Несчастный стоял, держась за веревку; другая рука его висела вдоль тела; взоры его были устремлены на землю, которая уже виднелась на горизонте, как легкий туман, и крупные, безмолвные слезы катились по щекам его.
Таково могущество глубокой, искренней гордости, что все эти морские волки, которые свыклись с опасностями, пригляделись к крови и смерти, и из которых во время кораблекрушения или битвы, может быть, ни один бы не оглянулся, услышав смертный крик своего лучшего товарища, стояли теперь с печальными лицами вокруг этого бедняка, между тем как он плакал о родине и своем семействе. Девид не видал ничего, кроме земли, которая постепенно исчезала, и по мере того как она делалась менее явственною, на лице его изображалась невыразимая горесть; наконец, когда земля совсем уже скрылась, он отер глаза, как будто думая, что слезы мешают ему видеть; потом, протянув руки к этой исчезнувшей земле, зарыдал, опрокинулся назад и лишился чувств.
— Что там такое? — спросил лейтенант Борк, проходя мимо.
Матросы почтительно отстранились, и он увидел Девида, который лежал пластом.
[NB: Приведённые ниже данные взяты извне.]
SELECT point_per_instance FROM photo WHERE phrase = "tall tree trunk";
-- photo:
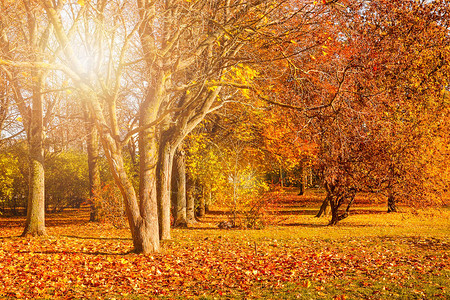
(324, 207)
(190, 201)
(202, 203)
(164, 187)
(179, 174)
(35, 223)
(148, 150)
(392, 203)
(94, 171)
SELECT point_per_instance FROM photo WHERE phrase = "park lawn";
(370, 255)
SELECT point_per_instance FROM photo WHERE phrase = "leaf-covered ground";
(370, 255)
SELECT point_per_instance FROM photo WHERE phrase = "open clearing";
(370, 255)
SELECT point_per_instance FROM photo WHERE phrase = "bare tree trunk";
(324, 207)
(190, 202)
(148, 150)
(94, 172)
(164, 188)
(202, 204)
(35, 223)
(392, 203)
(179, 173)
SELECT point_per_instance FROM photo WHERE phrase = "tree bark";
(324, 207)
(35, 223)
(94, 171)
(148, 149)
(190, 202)
(164, 187)
(179, 174)
(392, 203)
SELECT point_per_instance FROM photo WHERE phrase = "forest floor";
(370, 255)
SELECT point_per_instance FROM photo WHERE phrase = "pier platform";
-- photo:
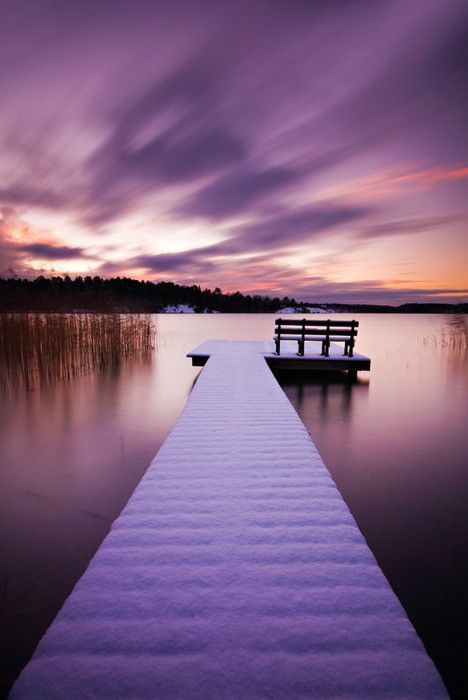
(312, 360)
(235, 571)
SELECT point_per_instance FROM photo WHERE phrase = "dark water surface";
(72, 452)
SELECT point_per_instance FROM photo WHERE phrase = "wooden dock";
(288, 360)
(235, 571)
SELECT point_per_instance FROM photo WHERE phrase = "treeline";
(126, 295)
(122, 294)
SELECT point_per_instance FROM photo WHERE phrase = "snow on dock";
(235, 571)
(289, 359)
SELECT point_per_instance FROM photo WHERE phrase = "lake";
(72, 452)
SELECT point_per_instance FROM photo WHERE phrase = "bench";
(325, 332)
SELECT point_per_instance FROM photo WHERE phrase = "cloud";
(49, 251)
(237, 191)
(288, 228)
(406, 227)
(173, 134)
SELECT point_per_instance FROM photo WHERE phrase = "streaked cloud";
(294, 147)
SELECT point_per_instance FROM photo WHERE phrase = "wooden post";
(351, 340)
(278, 336)
(302, 342)
(327, 339)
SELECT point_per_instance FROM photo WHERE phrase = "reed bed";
(36, 349)
(452, 336)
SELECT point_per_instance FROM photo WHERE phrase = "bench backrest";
(306, 327)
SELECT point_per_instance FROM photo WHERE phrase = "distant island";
(125, 295)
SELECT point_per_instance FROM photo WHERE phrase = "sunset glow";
(316, 150)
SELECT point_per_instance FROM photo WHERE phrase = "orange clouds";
(391, 181)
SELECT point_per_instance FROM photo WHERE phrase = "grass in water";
(36, 349)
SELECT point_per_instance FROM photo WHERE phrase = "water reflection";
(36, 348)
(331, 393)
(72, 451)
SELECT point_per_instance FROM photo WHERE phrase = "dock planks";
(235, 571)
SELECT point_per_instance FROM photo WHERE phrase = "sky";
(307, 148)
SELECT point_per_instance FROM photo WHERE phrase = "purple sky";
(313, 148)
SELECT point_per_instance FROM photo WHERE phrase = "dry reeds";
(452, 336)
(38, 348)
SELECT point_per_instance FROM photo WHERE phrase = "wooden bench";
(325, 332)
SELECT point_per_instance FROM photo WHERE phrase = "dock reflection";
(326, 394)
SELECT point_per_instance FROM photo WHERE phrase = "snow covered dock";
(289, 359)
(235, 571)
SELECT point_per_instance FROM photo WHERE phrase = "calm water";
(395, 442)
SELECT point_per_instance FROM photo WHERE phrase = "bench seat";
(324, 332)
— Что он, умер, что ли? — спросил Борк, немножко хладнокровнее того, как если бы дело шло о Барбосе, поваровой собаке.
— Никак нет, ваше благородие, — сказал один матрос, — его только обморок сшиб.
— Вылейте ему ведро воды на голову, он и очнется.
К счастью, в это время пришел лекарь и отменил решение лейтенанта; а один матрос, строгий исполнитель его приказаний, уже нес было ведро воды.
Доктор велел перенести Девида на койку, и так как тот все еще не приходил в себя, то он пустил ему кровь.
В это время фрегат шел с попутным ветром; мы уже оставили все острова и вступили на всех парусах в Атлантический океан; так что, когда на третий день Девид, выздоровев физически, вышел на палубу, видно было уже только небо да море.